LES CRÉATEURS DE PARFUMS
Il est bien loin le temps où les créateurs de parfums travaillaient dans l’ombre. Si autrefois les maisons de parfums se gardaient bien de dévoiler leur nom, aujourd’hui, on les met sur un piédestal. On les brandit presque comme des trophées. Travailler avec un créateur de parfum est synonyme de prestige, de professionnalisme. Nez, créateur de parfum, parfumeur, peu importe la façon dont vous les appelez, ils ont tous en commun l’amour des parfums. Ils sont tous là pour orchestrer et marier les notes entre elles. Accords boisés, fleuris, ambrés, hespéridés, qu’importe la famille olfactive, le créateur de parfum est cette personne qui manie toutes les matières premières de la parfumerie. Naturelles ou synthétiques. Le nez est celui qui va partir d’une histoire, d’une image, d’un souvenir pour créer un parfum.
Et puis il y a ces ténors de la parfumerie, ces grands nez que les grandes maisons de parfums s’arrachent. Fins, doués, maestros, ces génies de la parfumerie sont sollicités par toutes ces maisons de parfums en quête d’authenticité et de prestige. Nous sommes loin de la parfumerie sélective où les parfums naissent par centaine chaque année. Les parfums naissent d’un travail de recherche, minutieusement taillé, précis et laborieux. Un travail de fourmis unique.
“Dis-moi qui t’as distillé je te dirai qui tu es”… Cela pourrait être le nouvel adage de la haute parfumerie. Les créateurs de parfums sont propulsés sur le devant de la scène. À chaque parfum sorti, le nez de la fragrance est mentionné. Gage d’excellence. Certificat d’authenticité. Le créateur est mis sous le feu des projecteurs, il est désormais acteur du succès et non plus marionnettiste. Une manière noble de rendre hommage à ces véritables auteurs à succès.

AUX SOURCES DU MYTHE
Symbole du luxe français, véritable incarnation du rêve et du glamour, le parfum N°5 de Chanel fascine les femmes depuis plus de 100 ans grâce à son odeur unique. C’est dans le vallon de Pergomasse à Nice que se trouvent les sources de ce parfum mythique, le jasmin.
Le N°5 contient 10 % de jasmin, ce qui est considérable.
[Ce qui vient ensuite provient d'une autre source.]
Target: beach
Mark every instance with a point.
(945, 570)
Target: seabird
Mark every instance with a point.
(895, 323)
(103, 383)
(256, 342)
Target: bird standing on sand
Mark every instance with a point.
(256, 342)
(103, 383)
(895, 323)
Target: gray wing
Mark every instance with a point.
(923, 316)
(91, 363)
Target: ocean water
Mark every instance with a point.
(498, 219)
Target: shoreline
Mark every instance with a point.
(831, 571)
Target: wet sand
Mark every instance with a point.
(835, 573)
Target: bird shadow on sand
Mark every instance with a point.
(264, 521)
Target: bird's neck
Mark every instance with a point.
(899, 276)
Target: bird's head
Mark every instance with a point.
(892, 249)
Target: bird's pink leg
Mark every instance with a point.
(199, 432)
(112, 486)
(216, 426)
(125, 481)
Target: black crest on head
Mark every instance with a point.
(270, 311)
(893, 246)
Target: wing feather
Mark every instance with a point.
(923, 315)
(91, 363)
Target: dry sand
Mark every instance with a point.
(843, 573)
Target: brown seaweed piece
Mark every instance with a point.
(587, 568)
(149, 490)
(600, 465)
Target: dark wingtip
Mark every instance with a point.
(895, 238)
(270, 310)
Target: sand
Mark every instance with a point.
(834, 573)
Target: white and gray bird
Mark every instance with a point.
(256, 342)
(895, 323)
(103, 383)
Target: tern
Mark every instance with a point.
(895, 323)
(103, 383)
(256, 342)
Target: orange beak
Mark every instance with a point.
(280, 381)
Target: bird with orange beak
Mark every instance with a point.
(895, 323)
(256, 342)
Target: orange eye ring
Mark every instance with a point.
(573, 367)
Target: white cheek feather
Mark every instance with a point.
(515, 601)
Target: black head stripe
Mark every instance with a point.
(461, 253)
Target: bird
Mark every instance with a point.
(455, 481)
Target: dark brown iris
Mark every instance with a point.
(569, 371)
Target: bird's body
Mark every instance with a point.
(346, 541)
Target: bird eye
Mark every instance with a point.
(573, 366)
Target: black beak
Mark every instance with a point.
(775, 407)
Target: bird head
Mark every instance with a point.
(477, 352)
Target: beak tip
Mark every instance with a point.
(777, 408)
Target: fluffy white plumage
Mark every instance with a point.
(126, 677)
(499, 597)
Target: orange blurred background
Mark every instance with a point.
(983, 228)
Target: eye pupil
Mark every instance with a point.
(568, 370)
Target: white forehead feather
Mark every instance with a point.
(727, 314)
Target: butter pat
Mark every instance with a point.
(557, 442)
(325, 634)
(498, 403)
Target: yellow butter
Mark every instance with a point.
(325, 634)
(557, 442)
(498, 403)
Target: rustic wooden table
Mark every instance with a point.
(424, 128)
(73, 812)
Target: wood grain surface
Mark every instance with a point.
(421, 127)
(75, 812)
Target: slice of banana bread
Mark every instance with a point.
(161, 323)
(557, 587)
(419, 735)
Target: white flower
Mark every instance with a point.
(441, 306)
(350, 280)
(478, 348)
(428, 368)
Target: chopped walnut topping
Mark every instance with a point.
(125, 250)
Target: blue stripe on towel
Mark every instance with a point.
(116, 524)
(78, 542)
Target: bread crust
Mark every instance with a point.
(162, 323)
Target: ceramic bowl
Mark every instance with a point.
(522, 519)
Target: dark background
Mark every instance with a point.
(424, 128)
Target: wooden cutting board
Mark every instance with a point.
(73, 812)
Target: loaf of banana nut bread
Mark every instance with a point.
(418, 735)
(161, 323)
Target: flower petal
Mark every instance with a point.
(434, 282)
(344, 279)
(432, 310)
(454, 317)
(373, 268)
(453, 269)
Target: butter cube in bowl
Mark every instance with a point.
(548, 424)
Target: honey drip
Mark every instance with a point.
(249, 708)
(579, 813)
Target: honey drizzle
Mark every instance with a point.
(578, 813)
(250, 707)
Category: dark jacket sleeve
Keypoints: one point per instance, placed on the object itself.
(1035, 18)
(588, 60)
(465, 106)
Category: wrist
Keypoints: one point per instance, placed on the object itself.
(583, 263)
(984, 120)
C’est un parfum résolument moderne qui a traversé les époques et qui a une odeur qui ne ressemble à aucune autre.
C’est au petit matin, quand percent les premiers rayons du soleil que des hommes et des femmes engagés pour la saison, s’activent pour cueillir d’un geste vif et habile les fleurs ouvertes de jasmin.
La famille Mul, propriétaire de l’exploitation cultive cette fleur précieuse exclusivement pour Chanel depuis trois générations.
Tous les jours d’aout à novembre après la cueillette, les fleurs sont pesées puis livrées dans l’usine qui se trouve au milieu des champs. Elles sont aussitôt chargées dans des extracteurs pour être mises en contact avec l’hexane, le solvant qui va permettre de transformer les fleurs en concrète, une pâte obtenue par extraction.
La concrète est ensuite séparée de l’héxane par distillation, puis par distillation sous pression on obtient un concentré nommé l’absolue. Pour un kilo d’absolue, il faut compter 700 kilos de fleurs de jasmin ce qui représente 2 000 heures de cueillette.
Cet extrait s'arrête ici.